The first part of the special issue focuses on the algorithmic improvements for sparse matrix solvers, which become a major design challenge for the continuously increasing compute density of recent high-end hardware platforms. We have four papers that discuss algorithm innovations in different aspects of parallel sparse matrix solvers.

  • The paper written by Takeshi Iwashita et al. tackles the ordering part, and presents a hierarchical block multi-color ordering method, which is a new parallel ordering method to vectorize and parallelize sparse triangular solvers. The method demonstrates better performance than the conventional block and nodal multi-color ordering method in 18 out of 21 test cases.

  • Dr. Xiaowen Xu and his colleagues investigate the coarse-level construction in the setup phase of AMG (algebraic multigrid) solvers, which is usually a limiting factor of parallel scalability. Their paper propose α Setup-AMG, which is an adaptive-setup-based AMG solver for sequence of sparse matrices, and demonstrates significantly improved efficiency in a radiation hydrodynamics simulation with thousands of cores.

  • The paper written by Dr. Yu Li et al. provides a parallel generalized conjugate gradient method for large scale eigenvalue problems. Besides the introduced techniques for orthogonalization and computing Rayleigh–Ritz problems, the authors also provide an open-sourced package, GCGE-1.0, which can improve the stability, efficiency and scalability of the eigenvalue solver.

  • The last paper in this part focuses on the new challenges brought by heterogeneous HPC platforms. Dr. Xin He and his colleagues propose a communication avoiding variant of the BICGStab iterative method to reduce the global synchronizations per iteration to be one third of the original method. A communication overlapped implementation of the sparse matrix–vector multiplication is also provided to hide the data transfer between host and accelerators.

The second part of the special issue, consisting of three research papers, focuses on the tool support for HPC applications. With almost all applications facing the dramatic architectural change of the upcoming exascale supercomputers, a lot of current software research efforts have moved to tools that would facilitate such a transition.

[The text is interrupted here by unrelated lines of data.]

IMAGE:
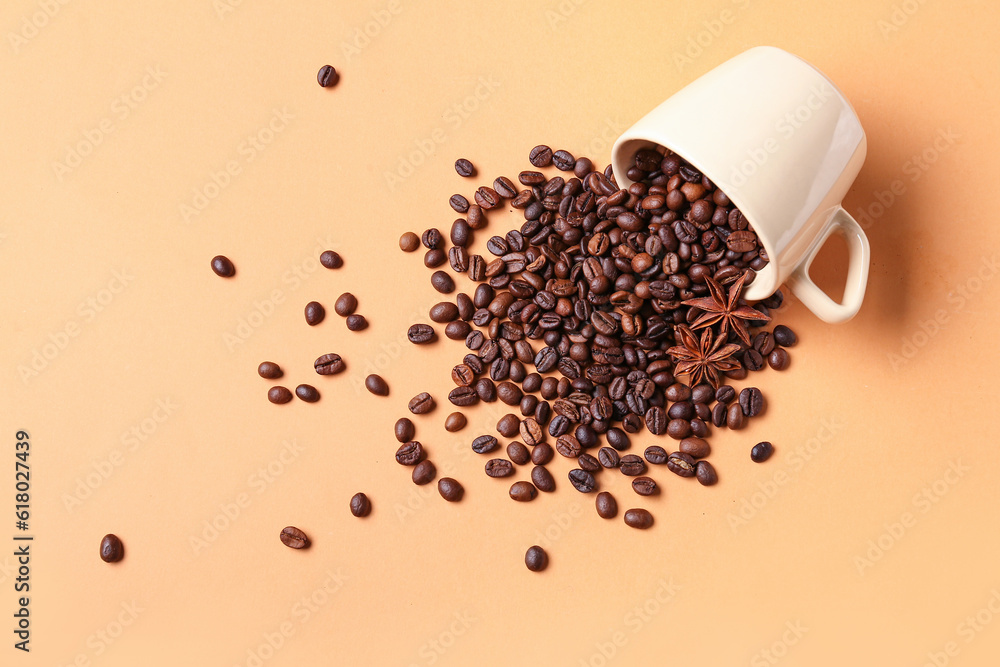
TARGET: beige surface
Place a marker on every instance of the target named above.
(885, 447)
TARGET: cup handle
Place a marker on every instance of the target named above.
(812, 296)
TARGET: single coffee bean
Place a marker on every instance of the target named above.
(329, 364)
(582, 480)
(638, 518)
(761, 452)
(223, 266)
(314, 313)
(376, 385)
(419, 334)
(307, 393)
(404, 430)
(360, 505)
(705, 472)
(410, 453)
(523, 492)
(456, 421)
(279, 395)
(327, 76)
(424, 473)
(644, 486)
(112, 549)
(450, 489)
(421, 404)
(269, 370)
(293, 538)
(542, 479)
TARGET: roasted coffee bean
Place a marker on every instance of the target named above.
(314, 313)
(638, 518)
(655, 454)
(420, 334)
(404, 430)
(329, 364)
(269, 370)
(307, 393)
(523, 492)
(450, 489)
(582, 480)
(421, 404)
(293, 538)
(327, 76)
(644, 486)
(456, 421)
(376, 385)
(705, 472)
(223, 266)
(751, 401)
(464, 168)
(112, 549)
(361, 506)
(542, 479)
(681, 464)
(761, 452)
(279, 395)
(331, 259)
(410, 453)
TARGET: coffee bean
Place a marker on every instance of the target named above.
(329, 364)
(293, 538)
(112, 549)
(314, 313)
(360, 505)
(419, 334)
(456, 421)
(223, 266)
(582, 480)
(404, 430)
(376, 385)
(523, 492)
(421, 404)
(279, 395)
(705, 472)
(327, 76)
(761, 452)
(423, 473)
(450, 489)
(644, 486)
(638, 518)
(269, 370)
(542, 479)
(464, 168)
(410, 453)
(307, 393)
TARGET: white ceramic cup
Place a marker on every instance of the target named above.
(784, 144)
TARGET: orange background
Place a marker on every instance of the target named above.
(868, 539)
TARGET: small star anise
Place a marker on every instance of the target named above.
(702, 359)
(726, 309)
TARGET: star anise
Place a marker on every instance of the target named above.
(726, 309)
(702, 359)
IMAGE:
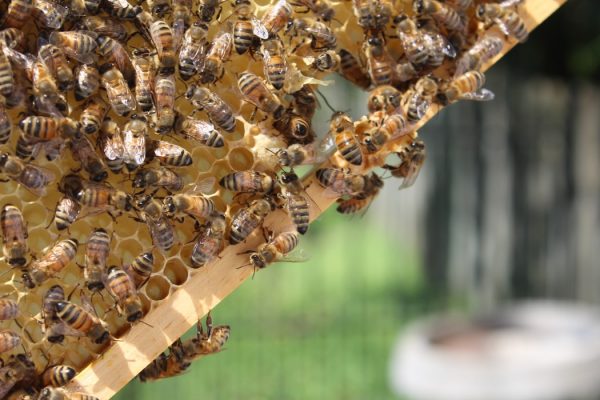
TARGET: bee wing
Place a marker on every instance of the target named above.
(482, 94)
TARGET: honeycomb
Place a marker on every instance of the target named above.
(248, 146)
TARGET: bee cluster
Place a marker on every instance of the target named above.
(139, 139)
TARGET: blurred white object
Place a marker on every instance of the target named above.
(531, 351)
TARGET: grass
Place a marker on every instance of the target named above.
(322, 329)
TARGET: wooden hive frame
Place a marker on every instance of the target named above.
(209, 285)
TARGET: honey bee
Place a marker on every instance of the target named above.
(140, 268)
(413, 159)
(51, 263)
(164, 98)
(219, 53)
(276, 249)
(80, 321)
(92, 115)
(361, 201)
(247, 219)
(296, 204)
(114, 53)
(193, 50)
(218, 110)
(158, 177)
(67, 211)
(248, 182)
(509, 21)
(482, 51)
(33, 178)
(384, 98)
(341, 128)
(441, 12)
(255, 91)
(210, 242)
(57, 63)
(134, 140)
(467, 86)
(275, 65)
(380, 65)
(112, 146)
(87, 81)
(96, 255)
(58, 375)
(49, 14)
(169, 153)
(9, 309)
(122, 289)
(14, 235)
(341, 182)
(275, 18)
(162, 37)
(121, 100)
(143, 64)
(202, 132)
(76, 44)
(18, 13)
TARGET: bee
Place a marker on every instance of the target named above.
(193, 50)
(341, 182)
(202, 132)
(509, 21)
(379, 63)
(58, 375)
(248, 182)
(51, 263)
(112, 146)
(467, 86)
(81, 321)
(275, 18)
(486, 48)
(14, 235)
(49, 14)
(341, 128)
(210, 241)
(276, 249)
(275, 65)
(158, 177)
(76, 44)
(413, 159)
(134, 140)
(255, 91)
(416, 102)
(441, 12)
(104, 26)
(296, 204)
(87, 81)
(57, 63)
(247, 219)
(217, 110)
(120, 97)
(140, 268)
(361, 201)
(32, 177)
(83, 151)
(96, 256)
(384, 98)
(219, 53)
(143, 64)
(164, 98)
(67, 211)
(162, 37)
(122, 289)
(18, 13)
(114, 53)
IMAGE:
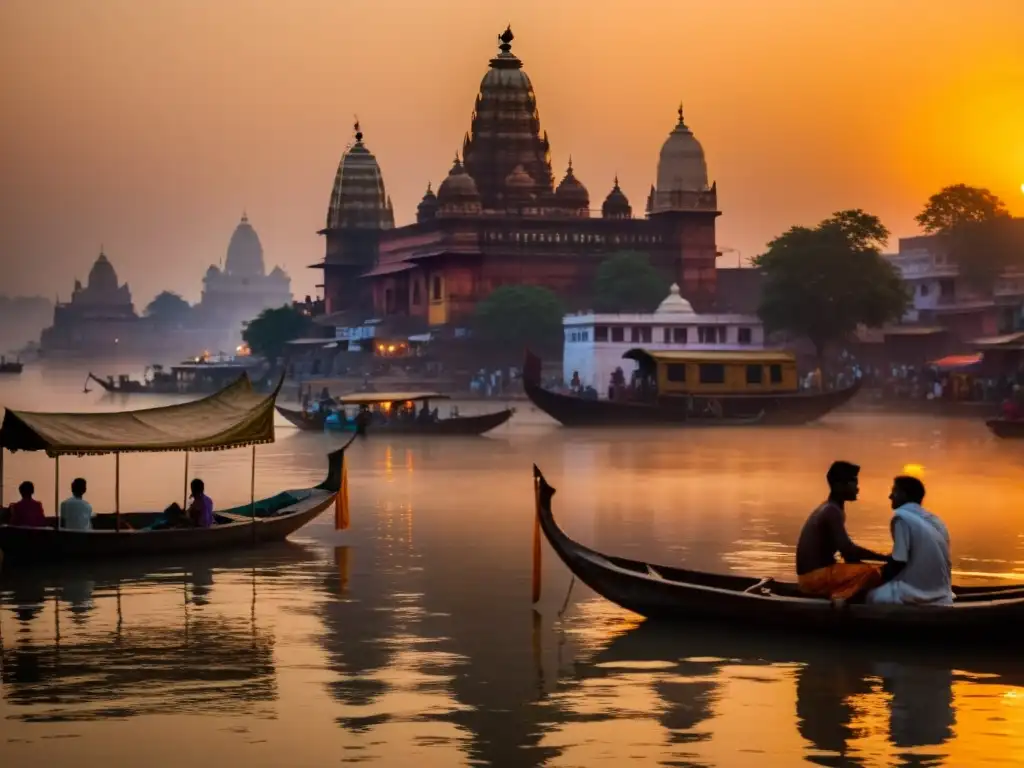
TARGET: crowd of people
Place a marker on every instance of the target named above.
(75, 512)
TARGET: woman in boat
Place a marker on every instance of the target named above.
(824, 534)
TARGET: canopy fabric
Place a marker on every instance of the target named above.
(233, 417)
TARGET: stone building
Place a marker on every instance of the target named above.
(500, 218)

  • The paper written by Dr. Nan Ding et al. demonstrates an efficient tool to achieve automatic hardware counter-based performance modeling for parallel applications. Experiments on a number of climate simulation models demonstrate a both accurate (average error rate around 15%) and efficient (average performance overheads of 3%) performance analysis in different scenarios.

  • The second paper written by Dr. Peng Zheng et al. presents parallel and automatic isotropic tetrahedral mesh generation of misaligned assemblies. The proposed method could produce hundreds of millions consistent mesh qualified for high-performance numerical simulation based on thousands of geometry components, with effective demonstrations of a giant dam model and an integrated circuit board model.

  • The third paper written by Xiaohui Duan et al. target the memory bottleneck of simulation applications on Sunway TaihuLight. A general purpose software cache library is proposed for a wide range of applications, especially for the constantly changing molecular dynamics applications and simulation cases with dynamic unstructured grids.

The third part is a research paper from Prof. Jun Makino’s group, which is well known for their multi-decades’ continuous effort on particle simulation, and a number of Gordon Bell Prizes achieved over the years. The paper provides an overview of the current status and future development directions of their FDPS (Framework for Developing Particle Simulator) Framework.

The last part of the special issue is a survey paper on reconfigurable computing for HPC applications. Written by Dr. Lin Gan and his colleagues in Tsinghua University, and Prof. Wayne Luk from Imperial College London, this paper intends to provide a perspective that is different from conventional HPC hardware and software approaches, and demonstrates the ideas of data-flow oriented parallel processing and customized hardware architectures for specific applications.

We would like to take this chance to thank all the authors and the reviewers for their splendid contribution to this special issue of CCF THPC. Only with their great efforts, we are able to put together the nine research papers that discuss different topics, and present different ideas that help to bridge HPC algorithms/applications and the underlying hardware platforms.